Some people use Edmonton Transit to get to work or school. Some use it to connect with loved ones. Others use it to give back to community initiatives like ETS’s Stuff a Bus food drive.
Then there is Lesley and Lyle LeGrande. The ETS operators met—and married—on a bus and now give back to the community to spread the love they found with each other. They both volunteer as bus host operators at local Save-On-Foods stores for the Stuff a Bus campaign—Lesley started nine years ago, Lyle eight.
This past November, the campaign raised 20,201 kilograms of food and $9,931 in cash donations to support Edmontonians in need. The annual food drive began in 1995 and has collected 573,201 kg and $505,031 in total for Edmonton’s Food Bank.
“We need to give back”
Giving back to the community is such an important aspect of this couple’s relationship because of their own personal struggles. “Before I came to [Edmonton] Transit, I had struggled being a single parent and I really truly believed that we need to give back,” says Lesley. “What we take or what is humbly given to us, we need to return that.”
Lyle echoes his wife’s sentiments. “It’s pretty mutual for both of us because I was there myself, too,” he says. “And so I do it in the same context because I want to give back as well.”
Finding friendship on route 16
Lyle started driving for ETS in 2009, Lesley joined in 2011. They first met in February 2012 when she boarded his bus—route 16—to visit her grandmother at a Castledowns senior home.
Lesley was wearing her operator’s pass; Lyle noticed her because she was “a driver and Indigenous.” She thought he was “cute, especially his smile.” When he stopped to take a bathroom break, Lesley peeked at Lyle’s running board—the schedule of a transit operator’s stops and times—to find out which return bus to take so she could “run into him again.”
The two became fast friends, hanging out before or after their bus shifts at the City of Edmonton’s former Westwood Transit Garage. Lyle often brought Timbits for Lesley, hoping to sweep her off her feet with his thoughtfulness. Their conversations were easy and they discovered several serendipitous connections—each had three kids, all born in the same years.
The couple’s similarities ran even deeper. Both were born at the Royal Alexandra Hospital in Edmonton—exactly 21 months apart. Both were part of the Sixties Scoop—when thousands of Indigenous children were taken from their families and placed in non-Indigenous homes. Lyle, 54, is from Bigstone Cree Nation in Treaty 8 territory. He was adopted as a child and grew up near High Prairie in Grouard, near Lesser Slave Lake. Lesley, 56, is also Cree and is from Alexander First Nations. She grew up in Treaty 6 in Edmonton in foster care.
Fate takes its course
As Lesley and Lyle spent more time together, they couldn’t hide their feelings for each other.

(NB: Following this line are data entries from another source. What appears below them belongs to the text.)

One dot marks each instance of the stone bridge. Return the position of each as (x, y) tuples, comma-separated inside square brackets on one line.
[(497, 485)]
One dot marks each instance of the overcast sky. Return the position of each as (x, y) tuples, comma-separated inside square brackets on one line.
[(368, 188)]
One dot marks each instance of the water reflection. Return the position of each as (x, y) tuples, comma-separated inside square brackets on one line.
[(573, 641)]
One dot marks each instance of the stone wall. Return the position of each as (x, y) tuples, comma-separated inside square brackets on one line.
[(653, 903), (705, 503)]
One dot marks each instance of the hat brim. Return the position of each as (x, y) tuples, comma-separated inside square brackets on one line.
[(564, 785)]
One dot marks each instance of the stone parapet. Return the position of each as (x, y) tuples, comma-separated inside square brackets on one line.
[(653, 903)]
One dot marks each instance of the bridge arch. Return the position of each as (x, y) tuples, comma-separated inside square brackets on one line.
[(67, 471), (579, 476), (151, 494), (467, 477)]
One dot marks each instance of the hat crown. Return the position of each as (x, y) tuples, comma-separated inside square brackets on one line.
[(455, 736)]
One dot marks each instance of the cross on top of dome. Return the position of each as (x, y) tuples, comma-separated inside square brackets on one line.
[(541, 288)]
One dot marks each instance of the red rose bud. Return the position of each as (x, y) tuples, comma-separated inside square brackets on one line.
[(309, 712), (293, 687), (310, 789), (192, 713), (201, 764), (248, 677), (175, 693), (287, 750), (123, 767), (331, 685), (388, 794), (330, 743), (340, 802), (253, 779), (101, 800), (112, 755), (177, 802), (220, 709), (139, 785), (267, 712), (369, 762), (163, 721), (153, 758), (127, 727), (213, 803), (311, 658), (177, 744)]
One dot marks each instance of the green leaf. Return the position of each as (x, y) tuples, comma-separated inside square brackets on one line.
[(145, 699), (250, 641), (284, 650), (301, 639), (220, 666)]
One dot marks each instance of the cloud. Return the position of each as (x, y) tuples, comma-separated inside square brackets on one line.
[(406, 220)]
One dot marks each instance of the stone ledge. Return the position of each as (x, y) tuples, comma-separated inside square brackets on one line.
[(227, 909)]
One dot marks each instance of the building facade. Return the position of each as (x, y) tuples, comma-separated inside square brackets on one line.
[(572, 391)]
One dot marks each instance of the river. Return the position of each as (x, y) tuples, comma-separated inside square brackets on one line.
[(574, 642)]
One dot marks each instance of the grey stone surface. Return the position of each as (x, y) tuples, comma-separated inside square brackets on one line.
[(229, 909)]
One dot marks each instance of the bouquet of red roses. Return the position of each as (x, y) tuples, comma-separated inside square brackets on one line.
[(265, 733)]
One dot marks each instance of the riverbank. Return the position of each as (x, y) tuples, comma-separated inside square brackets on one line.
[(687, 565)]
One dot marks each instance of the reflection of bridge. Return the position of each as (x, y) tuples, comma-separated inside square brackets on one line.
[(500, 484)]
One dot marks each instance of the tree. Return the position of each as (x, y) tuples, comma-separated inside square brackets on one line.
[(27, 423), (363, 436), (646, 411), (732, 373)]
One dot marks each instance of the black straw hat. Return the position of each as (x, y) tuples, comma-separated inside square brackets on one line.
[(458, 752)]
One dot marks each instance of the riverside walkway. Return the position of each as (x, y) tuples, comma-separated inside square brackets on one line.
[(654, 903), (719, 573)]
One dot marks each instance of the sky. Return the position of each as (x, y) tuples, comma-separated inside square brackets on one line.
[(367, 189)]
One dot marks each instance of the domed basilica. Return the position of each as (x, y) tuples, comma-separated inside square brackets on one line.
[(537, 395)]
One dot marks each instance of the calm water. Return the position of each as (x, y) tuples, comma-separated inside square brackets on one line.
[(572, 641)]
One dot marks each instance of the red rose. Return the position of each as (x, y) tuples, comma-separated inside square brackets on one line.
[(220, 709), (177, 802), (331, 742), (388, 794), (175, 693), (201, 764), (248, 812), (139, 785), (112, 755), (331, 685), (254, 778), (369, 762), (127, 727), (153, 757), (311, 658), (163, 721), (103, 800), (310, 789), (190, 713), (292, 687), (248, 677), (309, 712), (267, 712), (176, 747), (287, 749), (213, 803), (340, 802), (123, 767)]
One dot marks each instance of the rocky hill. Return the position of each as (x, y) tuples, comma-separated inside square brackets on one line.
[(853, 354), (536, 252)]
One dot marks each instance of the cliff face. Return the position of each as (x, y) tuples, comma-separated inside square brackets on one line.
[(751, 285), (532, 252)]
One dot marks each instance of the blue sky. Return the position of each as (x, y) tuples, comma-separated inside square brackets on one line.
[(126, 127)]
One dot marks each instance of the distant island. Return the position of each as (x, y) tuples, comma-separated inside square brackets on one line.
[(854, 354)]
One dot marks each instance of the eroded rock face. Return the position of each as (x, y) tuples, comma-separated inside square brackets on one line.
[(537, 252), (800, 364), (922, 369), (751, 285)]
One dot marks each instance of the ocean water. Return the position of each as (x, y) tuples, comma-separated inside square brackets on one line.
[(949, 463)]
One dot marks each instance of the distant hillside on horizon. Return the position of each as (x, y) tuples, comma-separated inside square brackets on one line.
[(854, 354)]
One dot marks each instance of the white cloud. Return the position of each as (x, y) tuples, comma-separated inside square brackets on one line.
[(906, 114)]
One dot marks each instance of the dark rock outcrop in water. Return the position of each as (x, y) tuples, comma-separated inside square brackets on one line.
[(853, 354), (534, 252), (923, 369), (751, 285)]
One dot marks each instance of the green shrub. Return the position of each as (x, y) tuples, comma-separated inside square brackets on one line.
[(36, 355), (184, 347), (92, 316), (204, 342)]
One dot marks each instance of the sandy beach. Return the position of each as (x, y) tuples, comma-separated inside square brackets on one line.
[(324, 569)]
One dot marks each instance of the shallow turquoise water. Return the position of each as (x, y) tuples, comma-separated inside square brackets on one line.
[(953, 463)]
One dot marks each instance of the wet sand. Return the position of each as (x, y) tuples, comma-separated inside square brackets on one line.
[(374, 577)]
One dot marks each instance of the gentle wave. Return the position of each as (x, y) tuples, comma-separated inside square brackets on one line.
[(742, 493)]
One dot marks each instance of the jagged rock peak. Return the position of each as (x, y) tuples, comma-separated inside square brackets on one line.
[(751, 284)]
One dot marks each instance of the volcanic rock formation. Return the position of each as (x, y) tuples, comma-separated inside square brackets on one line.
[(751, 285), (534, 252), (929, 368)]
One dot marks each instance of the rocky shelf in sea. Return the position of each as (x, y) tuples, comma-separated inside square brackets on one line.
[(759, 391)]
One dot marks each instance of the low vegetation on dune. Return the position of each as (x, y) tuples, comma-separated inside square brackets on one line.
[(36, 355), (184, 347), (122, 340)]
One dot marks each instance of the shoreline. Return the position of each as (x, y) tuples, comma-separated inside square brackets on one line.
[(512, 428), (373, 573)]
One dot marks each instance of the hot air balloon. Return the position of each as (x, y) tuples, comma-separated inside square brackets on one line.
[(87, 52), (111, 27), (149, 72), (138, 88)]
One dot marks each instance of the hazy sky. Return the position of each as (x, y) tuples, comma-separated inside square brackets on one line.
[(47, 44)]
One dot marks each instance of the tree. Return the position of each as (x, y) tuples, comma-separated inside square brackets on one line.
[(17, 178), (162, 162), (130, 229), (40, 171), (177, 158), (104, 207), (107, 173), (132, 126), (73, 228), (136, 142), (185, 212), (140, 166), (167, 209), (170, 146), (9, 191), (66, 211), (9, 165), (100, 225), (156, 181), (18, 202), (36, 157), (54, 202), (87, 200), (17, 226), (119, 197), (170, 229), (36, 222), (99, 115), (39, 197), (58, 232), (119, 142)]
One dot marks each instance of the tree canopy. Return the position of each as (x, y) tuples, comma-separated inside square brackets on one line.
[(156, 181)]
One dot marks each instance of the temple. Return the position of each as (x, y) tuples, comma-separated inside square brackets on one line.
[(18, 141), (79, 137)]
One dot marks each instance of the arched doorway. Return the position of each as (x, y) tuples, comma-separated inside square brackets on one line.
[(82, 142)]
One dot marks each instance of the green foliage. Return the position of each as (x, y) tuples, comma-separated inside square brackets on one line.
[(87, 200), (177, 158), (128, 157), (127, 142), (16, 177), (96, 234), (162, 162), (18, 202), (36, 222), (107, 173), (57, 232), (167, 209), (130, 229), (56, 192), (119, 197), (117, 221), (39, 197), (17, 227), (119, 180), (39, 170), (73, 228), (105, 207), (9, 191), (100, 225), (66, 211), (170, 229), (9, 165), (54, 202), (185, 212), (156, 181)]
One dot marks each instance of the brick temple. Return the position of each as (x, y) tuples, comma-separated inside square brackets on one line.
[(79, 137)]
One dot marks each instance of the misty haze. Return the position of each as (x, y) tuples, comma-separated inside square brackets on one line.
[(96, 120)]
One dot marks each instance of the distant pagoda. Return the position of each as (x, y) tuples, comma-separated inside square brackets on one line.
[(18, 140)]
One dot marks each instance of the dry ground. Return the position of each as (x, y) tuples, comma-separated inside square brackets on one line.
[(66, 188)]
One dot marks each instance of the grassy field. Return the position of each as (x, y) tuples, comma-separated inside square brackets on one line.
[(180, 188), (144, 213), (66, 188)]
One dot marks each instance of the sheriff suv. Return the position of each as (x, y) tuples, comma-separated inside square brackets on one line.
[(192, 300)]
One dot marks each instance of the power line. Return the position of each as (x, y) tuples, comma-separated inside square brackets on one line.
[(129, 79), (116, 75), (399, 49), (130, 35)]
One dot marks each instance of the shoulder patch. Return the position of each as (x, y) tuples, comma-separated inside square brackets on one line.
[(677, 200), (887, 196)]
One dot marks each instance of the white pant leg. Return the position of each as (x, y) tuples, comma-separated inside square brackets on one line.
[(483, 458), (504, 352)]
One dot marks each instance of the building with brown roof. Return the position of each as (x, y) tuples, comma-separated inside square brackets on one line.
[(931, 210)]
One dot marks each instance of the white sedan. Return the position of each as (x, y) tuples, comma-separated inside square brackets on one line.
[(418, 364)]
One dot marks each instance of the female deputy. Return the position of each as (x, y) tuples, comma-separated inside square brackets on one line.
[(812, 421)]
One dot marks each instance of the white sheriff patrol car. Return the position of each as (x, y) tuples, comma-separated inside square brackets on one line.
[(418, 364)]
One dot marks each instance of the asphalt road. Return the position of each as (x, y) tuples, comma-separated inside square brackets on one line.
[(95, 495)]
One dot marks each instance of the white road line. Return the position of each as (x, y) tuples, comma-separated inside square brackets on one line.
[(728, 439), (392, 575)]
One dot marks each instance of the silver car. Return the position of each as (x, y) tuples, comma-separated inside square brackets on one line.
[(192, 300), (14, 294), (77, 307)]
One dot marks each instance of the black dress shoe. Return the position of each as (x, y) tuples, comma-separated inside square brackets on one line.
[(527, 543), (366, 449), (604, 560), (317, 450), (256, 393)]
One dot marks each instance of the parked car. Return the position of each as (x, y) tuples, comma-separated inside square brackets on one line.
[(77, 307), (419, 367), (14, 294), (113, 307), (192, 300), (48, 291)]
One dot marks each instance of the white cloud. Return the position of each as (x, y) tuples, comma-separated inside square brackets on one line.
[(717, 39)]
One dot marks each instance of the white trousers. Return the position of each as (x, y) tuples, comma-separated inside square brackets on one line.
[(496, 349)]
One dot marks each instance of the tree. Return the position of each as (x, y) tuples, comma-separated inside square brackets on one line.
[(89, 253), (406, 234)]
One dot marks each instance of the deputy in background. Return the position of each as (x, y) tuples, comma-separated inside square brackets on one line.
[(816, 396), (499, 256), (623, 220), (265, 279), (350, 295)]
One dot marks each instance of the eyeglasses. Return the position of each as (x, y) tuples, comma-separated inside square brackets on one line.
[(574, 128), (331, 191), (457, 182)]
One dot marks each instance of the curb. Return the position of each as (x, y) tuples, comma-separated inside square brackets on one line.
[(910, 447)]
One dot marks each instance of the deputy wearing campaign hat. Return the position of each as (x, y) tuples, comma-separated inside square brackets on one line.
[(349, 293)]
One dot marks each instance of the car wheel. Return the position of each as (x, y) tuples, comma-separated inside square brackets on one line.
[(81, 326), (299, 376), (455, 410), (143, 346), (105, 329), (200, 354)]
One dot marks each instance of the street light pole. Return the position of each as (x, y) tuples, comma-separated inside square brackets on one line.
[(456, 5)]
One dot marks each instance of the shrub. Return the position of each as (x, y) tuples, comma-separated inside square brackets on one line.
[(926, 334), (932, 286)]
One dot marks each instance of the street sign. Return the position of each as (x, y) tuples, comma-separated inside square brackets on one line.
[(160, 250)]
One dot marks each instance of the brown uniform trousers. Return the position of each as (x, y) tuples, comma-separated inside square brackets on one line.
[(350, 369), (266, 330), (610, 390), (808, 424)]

She sent him a text: “I think I’m feeling more than friendship.” He ended up getting on her bus—she was driving a Late Night Owl route—to confess his emotions. “I have been feeling the same way and obviously fate is taking its course, because I think we’re gonna be beginning an amazing life together,” Lyle remembers saying.
Little more than a month later—on March 26, 2013—the two were in Castledowns, waiting to get on a route 16 bus. Unbeknownst to Lesley, Lyle was planning to propose. The driver of the first bus, however, didn’t look that cheery, so Lyle stalled to wait for the next 16.
The choice couldn’t have been more fortunate. While boarding, he whispered to the driver: “I hope you don’t mind, but at one of your bus stops, I’d like to propose to my girlfriend.” The operator, James Coull, agreed and the bus continued its route before reaching the spot where Lesley stepped on Lyle’s bus 13 months earlier. Stop 6124.
Lyle then got down on one knee in front of Lesley, asking her to spend the rest of her life with him. Lesley felt like she was floating. ”All I could do is shake my head, ‘Yes!’” she says.
A fairy tale ending
Since then, Lesley and Lyle have been together, living happily ever after and spending only four days apart through the last 11 years.
The couple married on August 30, 2013, at the very same bus stop where Lyle proposed. They chartered ETS’s Platinum bus, which has iridescent paint that changes colours depending on the light and angle. The pastor who married them? A friend of James, who was also a pastor and a bus driver. James was driving route 16 when Lyle proposed to Lesley. (As it turns out, James and his wife, Dawn Messer Coull, both work for transit, too.)
Lesley reflects on her life with Lyle and their time as ETS operators. “We both found a wonderful career we both love and found each other,” she says. “Transit has been a blessing. We volunteer as often as we can.”
The LeGrandes often do so through ETS campaigns like Stuff a Bus, Christmas Lights Tours, and the Bus Roadeo, a transit skills competition. The couple have volunteered their time for nearly a decade and encourage others to do the same.
“You just don’t stop smiling,” says Lesley. “You just feel so much joy when you help people and you just feel really good about it.”
Editor’s note: the pic at the top shows ETS operators Lesley and Lyle LeGrande at bus stop 6124 on their wedding day on August 30, 2013. Photo courtesy of the couple.